Chips challenge: this serves to train the user to be able to construct sentences on their own. Effectively this is meant to teach the syntactical rules of the language as well as to simply expose the learner to more complex examples.

What is the overall teaching approach LibreLingo aims for, even if not all of it is implemented yet?

I think there are multiple ways to answer this.

On one hand, LibreLingo courses should focus on teaching by example. Since one of the main factors in learning success is the time you spend learning, the courses should be easily approachable and the learning sessions should be very flexible. If the course material doesn't take a set amount of time to interact with and doesn't take a lot of preparation to start with, then the user is hopefully more encouraged to make learning a routine that they can do very regularly.

LibreLingo uses spaced repetition. Ideally spaced repetition is implemented by the course content itself (i. e. relatively rare words are repeated at increasing intervals in the course content itself), but there's no software supporting this correctly. However, repetition for already completed skills is already implemented in software.

On the other hand, it's a long term goal to fully embrace the advantages of a free software/open source/public domain nature and build tooling that will encourage greater creativity and customization. This means that a course could be forked and adapted to different environments/organizations or even be used by a private teacher to create a customized course for their student.

(more answers coming up)

kantord commented 3 years ago

How and why are challenges sequenced in a skill?

if you mean in what order challenges show up, then a rough outline:

How and why are challenges split into levels of a skill?
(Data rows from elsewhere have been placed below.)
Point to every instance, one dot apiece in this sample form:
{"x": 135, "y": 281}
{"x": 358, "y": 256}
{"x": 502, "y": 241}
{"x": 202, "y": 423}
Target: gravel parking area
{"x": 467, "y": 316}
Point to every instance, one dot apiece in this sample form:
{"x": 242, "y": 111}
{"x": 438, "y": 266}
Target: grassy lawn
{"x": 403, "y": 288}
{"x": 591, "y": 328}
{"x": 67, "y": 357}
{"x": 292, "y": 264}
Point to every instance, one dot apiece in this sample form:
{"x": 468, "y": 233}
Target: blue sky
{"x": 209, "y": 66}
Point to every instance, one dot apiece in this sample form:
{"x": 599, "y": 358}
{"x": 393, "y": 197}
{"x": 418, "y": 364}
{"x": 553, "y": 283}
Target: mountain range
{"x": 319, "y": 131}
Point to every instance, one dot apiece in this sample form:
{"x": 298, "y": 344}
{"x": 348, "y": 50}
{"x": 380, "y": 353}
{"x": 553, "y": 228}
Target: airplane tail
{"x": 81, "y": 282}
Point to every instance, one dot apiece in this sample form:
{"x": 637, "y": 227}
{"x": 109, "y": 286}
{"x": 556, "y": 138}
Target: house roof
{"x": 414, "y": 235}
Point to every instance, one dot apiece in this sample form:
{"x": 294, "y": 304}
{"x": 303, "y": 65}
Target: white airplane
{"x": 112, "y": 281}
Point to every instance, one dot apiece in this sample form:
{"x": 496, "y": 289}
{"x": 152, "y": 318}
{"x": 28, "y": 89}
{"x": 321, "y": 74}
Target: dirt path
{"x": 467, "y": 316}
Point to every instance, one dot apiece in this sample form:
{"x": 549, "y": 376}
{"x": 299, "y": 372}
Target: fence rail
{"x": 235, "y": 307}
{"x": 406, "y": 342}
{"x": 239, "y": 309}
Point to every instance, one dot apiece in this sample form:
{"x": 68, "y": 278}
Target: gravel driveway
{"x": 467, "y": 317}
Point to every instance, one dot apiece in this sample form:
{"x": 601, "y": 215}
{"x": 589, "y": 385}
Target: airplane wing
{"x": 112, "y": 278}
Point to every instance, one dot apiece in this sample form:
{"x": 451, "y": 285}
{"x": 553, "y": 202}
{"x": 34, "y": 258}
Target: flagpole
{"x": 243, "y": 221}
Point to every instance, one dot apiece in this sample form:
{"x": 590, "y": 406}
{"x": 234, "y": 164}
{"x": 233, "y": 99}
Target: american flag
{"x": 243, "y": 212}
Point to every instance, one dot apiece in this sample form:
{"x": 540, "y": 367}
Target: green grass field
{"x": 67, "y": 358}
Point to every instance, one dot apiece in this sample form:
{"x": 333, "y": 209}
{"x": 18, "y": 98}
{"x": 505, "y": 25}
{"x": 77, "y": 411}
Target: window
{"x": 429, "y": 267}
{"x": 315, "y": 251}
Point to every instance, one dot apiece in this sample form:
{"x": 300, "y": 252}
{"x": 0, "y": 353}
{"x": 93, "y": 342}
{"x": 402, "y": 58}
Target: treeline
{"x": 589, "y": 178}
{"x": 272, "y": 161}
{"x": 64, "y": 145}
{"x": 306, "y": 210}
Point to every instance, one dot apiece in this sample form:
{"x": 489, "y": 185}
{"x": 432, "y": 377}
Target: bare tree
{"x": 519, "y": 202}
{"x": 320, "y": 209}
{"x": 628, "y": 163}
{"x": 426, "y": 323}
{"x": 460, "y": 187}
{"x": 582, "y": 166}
These are split randomly. They are split into different levels so that you have smaller chunks of learning material for each skill, without requiring the course authors to create very very small units manually. This should also make the general overview of the course more manageable as it reduces the overall number of skills needed in a courses.
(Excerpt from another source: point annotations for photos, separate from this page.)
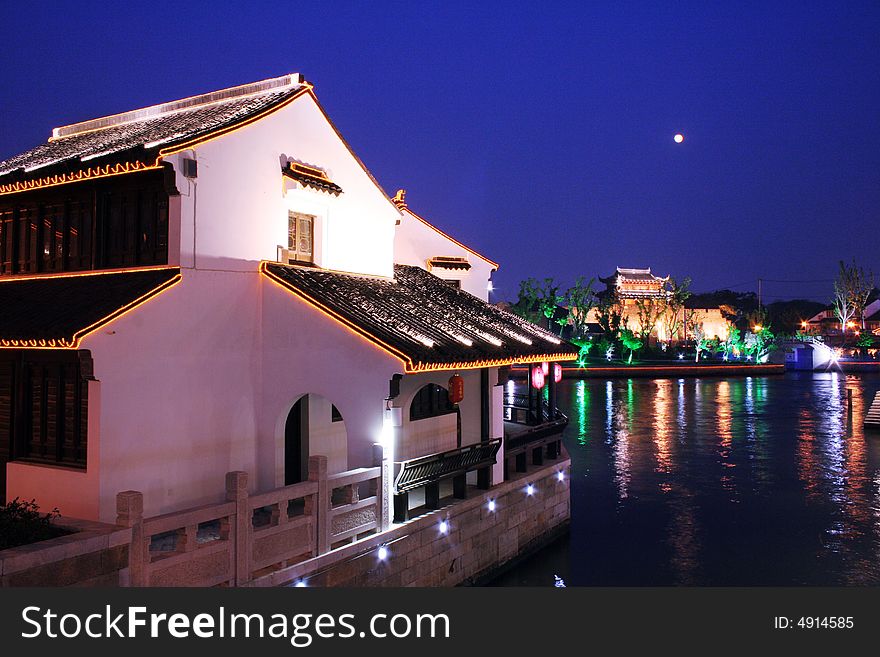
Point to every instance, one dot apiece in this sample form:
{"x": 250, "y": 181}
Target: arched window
{"x": 430, "y": 401}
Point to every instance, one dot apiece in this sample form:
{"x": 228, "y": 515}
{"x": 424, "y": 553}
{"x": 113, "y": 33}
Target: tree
{"x": 699, "y": 340}
{"x": 537, "y": 300}
{"x": 649, "y": 311}
{"x": 759, "y": 344}
{"x": 549, "y": 299}
{"x": 733, "y": 341}
{"x": 580, "y": 299}
{"x": 630, "y": 341}
{"x": 609, "y": 314}
{"x": 677, "y": 294}
{"x": 527, "y": 304}
{"x": 852, "y": 288}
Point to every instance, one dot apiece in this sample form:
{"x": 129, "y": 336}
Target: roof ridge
{"x": 290, "y": 80}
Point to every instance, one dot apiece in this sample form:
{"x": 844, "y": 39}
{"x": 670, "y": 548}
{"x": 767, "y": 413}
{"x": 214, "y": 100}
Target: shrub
{"x": 22, "y": 523}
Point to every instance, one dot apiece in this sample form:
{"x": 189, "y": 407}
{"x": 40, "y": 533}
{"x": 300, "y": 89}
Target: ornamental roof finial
{"x": 400, "y": 199}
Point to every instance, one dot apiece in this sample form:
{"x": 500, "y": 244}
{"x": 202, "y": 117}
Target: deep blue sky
{"x": 539, "y": 133}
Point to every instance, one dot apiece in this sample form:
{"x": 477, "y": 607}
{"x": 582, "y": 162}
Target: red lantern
{"x": 456, "y": 388}
{"x": 537, "y": 377}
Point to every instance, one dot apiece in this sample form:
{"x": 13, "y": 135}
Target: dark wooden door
{"x": 7, "y": 410}
{"x": 296, "y": 443}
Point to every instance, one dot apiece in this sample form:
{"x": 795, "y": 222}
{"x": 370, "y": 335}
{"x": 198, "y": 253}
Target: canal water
{"x": 750, "y": 481}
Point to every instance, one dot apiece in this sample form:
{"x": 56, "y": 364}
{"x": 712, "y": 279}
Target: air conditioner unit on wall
{"x": 190, "y": 168}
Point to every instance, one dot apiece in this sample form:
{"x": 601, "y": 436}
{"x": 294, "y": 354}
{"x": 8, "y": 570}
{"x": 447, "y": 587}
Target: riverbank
{"x": 661, "y": 370}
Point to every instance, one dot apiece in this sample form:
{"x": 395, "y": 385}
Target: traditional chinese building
{"x": 633, "y": 288}
{"x": 219, "y": 284}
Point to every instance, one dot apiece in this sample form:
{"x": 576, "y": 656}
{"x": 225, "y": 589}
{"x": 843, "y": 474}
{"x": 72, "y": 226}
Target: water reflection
{"x": 749, "y": 481}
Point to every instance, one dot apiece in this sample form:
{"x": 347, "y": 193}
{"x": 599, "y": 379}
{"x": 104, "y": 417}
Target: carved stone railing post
{"x": 383, "y": 498}
{"x": 236, "y": 491}
{"x": 318, "y": 473}
{"x": 130, "y": 513}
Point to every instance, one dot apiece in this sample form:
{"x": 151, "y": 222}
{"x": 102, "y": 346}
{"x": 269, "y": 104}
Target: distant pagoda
{"x": 635, "y": 283}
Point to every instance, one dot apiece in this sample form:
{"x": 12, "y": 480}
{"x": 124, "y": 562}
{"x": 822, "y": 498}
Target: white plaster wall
{"x": 327, "y": 437}
{"x": 191, "y": 389}
{"x": 240, "y": 202}
{"x": 427, "y": 436}
{"x": 415, "y": 242}
{"x": 179, "y": 378}
{"x": 413, "y": 440}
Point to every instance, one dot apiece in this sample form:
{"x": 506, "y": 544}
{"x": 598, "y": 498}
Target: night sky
{"x": 541, "y": 134}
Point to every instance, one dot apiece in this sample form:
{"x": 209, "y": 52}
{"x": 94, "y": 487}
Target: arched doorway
{"x": 296, "y": 443}
{"x": 434, "y": 423}
{"x": 313, "y": 426}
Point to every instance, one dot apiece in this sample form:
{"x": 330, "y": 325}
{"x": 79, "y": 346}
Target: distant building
{"x": 826, "y": 322}
{"x": 634, "y": 286}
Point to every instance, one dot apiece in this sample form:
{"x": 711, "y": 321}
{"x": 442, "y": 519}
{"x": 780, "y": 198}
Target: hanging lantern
{"x": 537, "y": 377}
{"x": 456, "y": 388}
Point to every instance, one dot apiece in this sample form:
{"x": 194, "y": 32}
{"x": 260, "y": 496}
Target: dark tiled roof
{"x": 317, "y": 180}
{"x": 140, "y": 139}
{"x": 60, "y": 310}
{"x": 632, "y": 275}
{"x": 422, "y": 320}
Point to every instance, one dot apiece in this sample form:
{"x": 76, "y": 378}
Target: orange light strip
{"x": 409, "y": 366}
{"x": 211, "y": 136}
{"x": 91, "y": 173}
{"x": 77, "y": 274}
{"x": 498, "y": 362}
{"x": 351, "y": 326}
{"x": 73, "y": 342}
{"x": 450, "y": 238}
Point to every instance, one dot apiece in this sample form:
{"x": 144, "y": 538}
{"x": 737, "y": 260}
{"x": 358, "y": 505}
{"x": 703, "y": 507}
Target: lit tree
{"x": 630, "y": 341}
{"x": 733, "y": 341}
{"x": 549, "y": 299}
{"x": 699, "y": 340}
{"x": 677, "y": 294}
{"x": 527, "y": 305}
{"x": 537, "y": 300}
{"x": 649, "y": 311}
{"x": 609, "y": 314}
{"x": 852, "y": 287}
{"x": 580, "y": 299}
As for the reasons for the random split:

How does LibreLingo implement spaced repetition?

It is implemented in a very simplified way. As mentioned above, partially it can be implemented by organizing the course content carefully, but the predictability/accuracy there is very low.
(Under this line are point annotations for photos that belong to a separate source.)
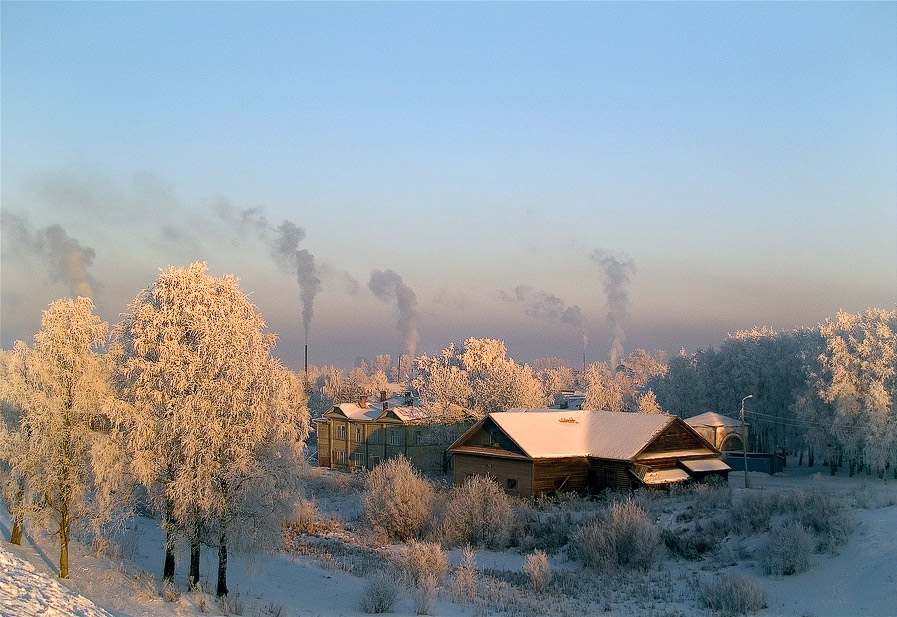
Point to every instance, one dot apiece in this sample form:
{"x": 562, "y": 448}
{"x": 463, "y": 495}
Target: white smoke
{"x": 68, "y": 261}
{"x": 388, "y": 286}
{"x": 616, "y": 271}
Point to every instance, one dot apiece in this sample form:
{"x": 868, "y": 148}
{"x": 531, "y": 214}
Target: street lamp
{"x": 744, "y": 439}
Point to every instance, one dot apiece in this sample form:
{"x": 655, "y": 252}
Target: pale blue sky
{"x": 743, "y": 155}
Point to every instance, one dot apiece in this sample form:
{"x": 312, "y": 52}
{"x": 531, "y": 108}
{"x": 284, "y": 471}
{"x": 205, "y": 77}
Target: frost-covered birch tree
{"x": 58, "y": 385}
{"x": 859, "y": 377}
{"x": 498, "y": 382}
{"x": 217, "y": 424}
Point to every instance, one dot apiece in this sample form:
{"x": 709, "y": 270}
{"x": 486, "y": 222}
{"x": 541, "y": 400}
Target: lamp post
{"x": 744, "y": 439}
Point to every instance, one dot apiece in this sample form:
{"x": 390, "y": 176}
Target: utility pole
{"x": 744, "y": 439}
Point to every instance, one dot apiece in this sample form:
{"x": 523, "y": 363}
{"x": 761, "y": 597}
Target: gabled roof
{"x": 374, "y": 412}
{"x": 712, "y": 419}
{"x": 353, "y": 411}
{"x": 548, "y": 433}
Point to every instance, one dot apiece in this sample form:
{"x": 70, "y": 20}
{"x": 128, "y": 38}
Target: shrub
{"x": 620, "y": 537}
{"x": 826, "y": 515}
{"x": 420, "y": 560}
{"x": 424, "y": 595}
{"x": 478, "y": 512}
{"x": 465, "y": 589}
{"x": 379, "y": 595}
{"x": 397, "y": 499}
{"x": 754, "y": 511}
{"x": 787, "y": 550}
{"x": 732, "y": 595}
{"x": 547, "y": 531}
{"x": 538, "y": 570}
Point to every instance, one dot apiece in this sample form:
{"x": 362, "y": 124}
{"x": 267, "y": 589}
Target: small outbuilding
{"x": 361, "y": 435}
{"x": 725, "y": 433}
{"x": 542, "y": 451}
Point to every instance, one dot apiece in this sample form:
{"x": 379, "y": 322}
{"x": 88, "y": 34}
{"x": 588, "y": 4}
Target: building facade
{"x": 361, "y": 435}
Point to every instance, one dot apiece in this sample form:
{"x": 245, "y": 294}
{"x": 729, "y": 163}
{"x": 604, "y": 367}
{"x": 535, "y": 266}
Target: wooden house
{"x": 541, "y": 451}
{"x": 361, "y": 435}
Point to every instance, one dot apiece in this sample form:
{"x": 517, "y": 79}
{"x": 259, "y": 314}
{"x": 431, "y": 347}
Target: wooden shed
{"x": 541, "y": 451}
{"x": 358, "y": 436}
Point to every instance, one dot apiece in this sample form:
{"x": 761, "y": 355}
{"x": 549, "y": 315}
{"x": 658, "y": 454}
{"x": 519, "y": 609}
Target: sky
{"x": 619, "y": 175}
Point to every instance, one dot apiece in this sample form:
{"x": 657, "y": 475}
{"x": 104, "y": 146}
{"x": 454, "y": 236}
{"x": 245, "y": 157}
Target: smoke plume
{"x": 388, "y": 286}
{"x": 285, "y": 251}
{"x": 616, "y": 271}
{"x": 283, "y": 244}
{"x": 548, "y": 307}
{"x": 68, "y": 261}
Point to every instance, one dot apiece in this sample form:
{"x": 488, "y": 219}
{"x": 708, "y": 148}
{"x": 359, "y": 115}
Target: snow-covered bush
{"x": 419, "y": 560}
{"x": 424, "y": 595}
{"x": 538, "y": 570}
{"x": 465, "y": 583}
{"x": 787, "y": 550}
{"x": 825, "y": 514}
{"x": 478, "y": 512}
{"x": 620, "y": 537}
{"x": 397, "y": 499}
{"x": 379, "y": 595}
{"x": 753, "y": 513}
{"x": 547, "y": 530}
{"x": 732, "y": 595}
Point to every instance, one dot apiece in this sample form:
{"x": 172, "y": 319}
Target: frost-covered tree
{"x": 443, "y": 384}
{"x": 647, "y": 403}
{"x": 498, "y": 382}
{"x": 859, "y": 377}
{"x": 620, "y": 388}
{"x": 59, "y": 385}
{"x": 215, "y": 425}
{"x": 556, "y": 379}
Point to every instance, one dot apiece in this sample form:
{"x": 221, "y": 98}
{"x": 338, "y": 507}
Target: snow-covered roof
{"x": 375, "y": 411}
{"x": 706, "y": 464}
{"x": 665, "y": 476}
{"x": 355, "y": 412}
{"x": 548, "y": 433}
{"x": 712, "y": 419}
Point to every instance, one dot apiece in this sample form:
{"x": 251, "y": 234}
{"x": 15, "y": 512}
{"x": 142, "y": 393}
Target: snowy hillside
{"x": 24, "y": 592}
{"x": 326, "y": 575}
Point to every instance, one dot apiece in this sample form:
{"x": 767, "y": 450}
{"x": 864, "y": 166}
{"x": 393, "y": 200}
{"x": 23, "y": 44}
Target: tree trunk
{"x": 194, "y": 563}
{"x": 18, "y": 519}
{"x": 221, "y": 590}
{"x": 168, "y": 522}
{"x": 15, "y": 537}
{"x": 64, "y": 542}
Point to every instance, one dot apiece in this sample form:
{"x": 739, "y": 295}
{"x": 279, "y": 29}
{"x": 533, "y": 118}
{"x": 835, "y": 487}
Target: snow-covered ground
{"x": 861, "y": 579}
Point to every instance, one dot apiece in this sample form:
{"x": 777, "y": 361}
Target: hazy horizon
{"x": 738, "y": 162}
Another way spaced repetition is implemented is by "stale" skills. "Stale skills" need to be practiced for them to become fresh again.

Here's the formula that implements spaced repetition correctly: https://github.com/kantord/LibreLingo/blob/main/apps/web/src/db/skill/_logic.js

Note that this formula is hardly perfect and there's currently no feedback that could be used to fine-tune it

kantord commented 3 years ago

btw, @zmbc, might this issue partially overlap with this one? https://github.com/kantord/LibreLingo/issues/1147#issue-821828880

zmbc commented 3 years ago

Thank you so much @kantord -- this is extremely helpful background, even just for me personally as a course author.

I love writing documentation and am very much interested in adding this context, but I think for now I am going to prioritize continuing to develop the content of the toki pona course. I will come back to this!

stale[bot] commented 2 years ago

This issue has been automatically marked as stale because it has not had recent activity. It will be closed if no further activity occurs. Thank you for your contributions.